Class 12 Accountancy ADMISSION OF A PARTNER Most Important PYQs

The concept of “admission of a partner” is part of chapter 3 of Class 12 Accountancy subject titled Reconstitution of Partnership Firm. The expert faculty for Accountancy and CA exams at Adda247 have compiled the list of most important previous year questions for the board exam. The questions provided here have been repeated in almost every board exam. Students mastering all the concepts present in the important questions given on this page will surely get full marks in this chapter. The questions have been supplemented with their answers so that student can know how to write detailed solutions as per the board exam standards.

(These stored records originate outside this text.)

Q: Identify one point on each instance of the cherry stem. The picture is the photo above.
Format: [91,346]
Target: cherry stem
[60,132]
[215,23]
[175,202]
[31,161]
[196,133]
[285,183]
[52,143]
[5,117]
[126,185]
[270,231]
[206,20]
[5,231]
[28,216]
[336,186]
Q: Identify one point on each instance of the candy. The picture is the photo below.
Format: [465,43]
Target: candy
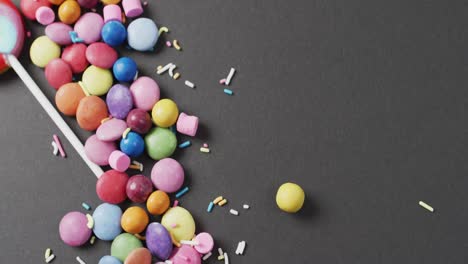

Class 12 Accountancy ADMISSION OF A PARTNER Important PYQs with Solutions

The important questions from Previous year papers of class 12 Accountancy subject has been provided below along with their solutions.

1 Mark Question

Q1. X and Y were partners sharing profits in the ratio of 3 : 2. Z was admitted as a new partner for 1/5th share. X sacrificed 3/20 from his share and Y sacrificed 1/20 from his share in favour of Z, the new profit sharing ratio would be:

(a) 9 : 7 : 4

(b) 8 : 8 : 4

(c) 6 : 10 : 4

(d) 10 : 6 : 5.

Q2. Leela and Meeta were partners in a firm sharing profits and losses in the ratio of 7 : 3. Geeta was admitted as a new partner of a 3/13 share in the profits of the firm. The new profit sharing ratio will be:

(a) 7 : 3 : 7

(b) 7 : 3 : 3

(c) 3 : 7 : 7

(d) 1 : 1 : 1

Q3. Mountain Enterprises is a partnership firm with Manu, Mamta and Moti as partners. The firm is engaged in production and sales of electrical items and equipment. Their capital contributions were and ₹50,00,000; ₹50,00,000 and ₹80,00,000 respectively. They decided to share the profit in the ratio of 5 : 5 : 8. They are now looking forward to expand their business. It was decided that they would bring, in sufficient cash to double their respective capitals. This was duly followed by Manu and Mamta but due to unavoidable reasons Moti could not do so and ultimately, it was agreed that to bridge the shortfall in the required capital a new partner should be admitted who would bring in the amount that Moti could not bring and that the new partner would get share of profits equal to half of Moti’s share which would be sacrificed by Moti Only. Consequent to this agreement, Malini was admitted and she brought in the required capital and ₹30,00,000 as premium for goodwill. What is the new profit sharing ratio of Manu, Mamta, Moti and Malini?

(a) 1 : 1 : 1 : 1

(b) 5 : 5 : 8 : 8

(c) 5 : 5 : 4 : 4

(d) 6 : 4 : 4 : 4

Q4. P, Q and R were partners in a firm sharing profits and losses in the ratio 2 : 2 : 1. They admitted L as a new partner for 1/5th share in the profits. L was given a guarantee that his share of profit shall be ₹1,00,000. Any deficiency arising on account of guarantee to L will be borne by Q. The profit of the firm during the year ended 31.3.2021 was ₹4,00,000. The amount of deficiency borne by Q was:

(a) ₹ 80,000

(b) ₹ 20,000

(c) ₹1,00,000

(d) ₹ 6,667

Q5. On 1.4.2018, A and B started business with capitals of ₹8,00,000 and ₹16,00,000 respectively. They decided to share the future profits in the ratio of their capitals. On 1.4.2019, they admitted C as a new partner. A surrendered 1/4th of his share in favour of C and B surrendered 1/9th from his share in favour of C. On 1.4.2020, D was admitted as a new partner for 1/6th share. On 1.4.2021, E was admitted for 1/5th share in the profits and it was decided that all partners will share the future profits equally. The profit sharing ratio of A, B and C was :

(a) 9: 20 : 7

(b) 8 : 21 : 7

(c) 10: 19 : 7

(d) 7 : 22 : 7

3/4 Mark Questions

Q6. Kabir and Farid are partners in a firm sharing profits in the ratio of 3 : 1. On 1-4-2019, they admitted Manik into partnership for 1/4th share in the profits of the firm. Manik brought his share of goodwill premium in cash. Goodwill of the firm was valued on the basis of 2 years purchase of last three years average profits. The profits of last three years were:

2016-17 ₹ 90,000

2017-18 ₹1,30,000

2018-19 ₹ 86,000

During the year 2018-19, there was a loss of ₹20,000 due to fire which was not accounted for while calculating the profit.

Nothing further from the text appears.